Pompeo noted that during the 60-day period, the US would continue to adhere to the treaty: "we will not test or produce or deploy any systems."
The secretary of state also said the US had talked to the Russians "a great deal," and while Washington was "hopeful" Moscow would change course, US officials didn't see indications that would happen.
Some analysts have suggested that the Trump administration's aversion to international agreements and the views of national security adviser John Bolton are another driving force behind the decision to leave the INF. Democrats on Capitol Hill have urged the administration not to abandon the treaty.
"It's clear that Russia is guilty of recurrent and egregious violations of the INF Treaty," House Foreign Affairs Committee Ranking Member Rep. Eliot Engel, D-New York, said in a statement Tuesday. "These dangerous breaches of the agreement undermine the Transatlantic security architecture and constrain regional progress toward stability."
"However, our immediate task should be to work with our European allies to bring Russia back into compliance, not to unilaterally withdraw from the Treaty. We must act responsibly and do everything we can to minimize the risk of rekindling an arms race," Engel said.
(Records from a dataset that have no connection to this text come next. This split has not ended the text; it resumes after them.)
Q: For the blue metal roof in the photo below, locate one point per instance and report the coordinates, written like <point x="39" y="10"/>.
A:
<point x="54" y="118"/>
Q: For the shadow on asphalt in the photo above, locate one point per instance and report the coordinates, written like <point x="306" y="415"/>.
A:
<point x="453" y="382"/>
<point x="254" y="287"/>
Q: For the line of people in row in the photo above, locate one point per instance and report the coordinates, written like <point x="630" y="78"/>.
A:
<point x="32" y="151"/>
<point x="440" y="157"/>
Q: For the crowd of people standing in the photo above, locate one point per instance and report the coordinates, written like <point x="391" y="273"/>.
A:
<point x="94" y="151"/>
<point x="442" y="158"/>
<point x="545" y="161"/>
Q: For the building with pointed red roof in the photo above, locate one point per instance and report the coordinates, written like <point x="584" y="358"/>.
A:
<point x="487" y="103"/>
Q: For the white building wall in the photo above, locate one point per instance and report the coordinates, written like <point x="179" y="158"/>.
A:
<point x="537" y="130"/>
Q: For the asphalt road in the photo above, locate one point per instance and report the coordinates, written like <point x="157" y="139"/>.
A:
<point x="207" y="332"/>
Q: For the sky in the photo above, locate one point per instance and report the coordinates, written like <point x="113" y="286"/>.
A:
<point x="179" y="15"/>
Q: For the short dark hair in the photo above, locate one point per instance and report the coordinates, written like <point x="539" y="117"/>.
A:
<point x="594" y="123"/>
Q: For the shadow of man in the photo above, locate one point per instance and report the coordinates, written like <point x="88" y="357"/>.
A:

On Monday, prior to Pompeo's announcement, Sens. Bob Menendez, D-New Jersey, the ranking member on the Senate Foreign Relations Committee, Jack Reed, D-Rhode Island, the ranking member on the Senate Armed Services Committee, and Mark Warner, D-Virginia, the vice chairman of the Senate Intelligence Committee, penned a letter to Trump urging him to stay in the agreement.
"Moving forward, before taking steps to withdraw or suspend participation in the INF Treaty, we urge you and your administration to engage with Congress on the implications of this step for strategic stability and our relations with European and Asian allies," the senators wrote.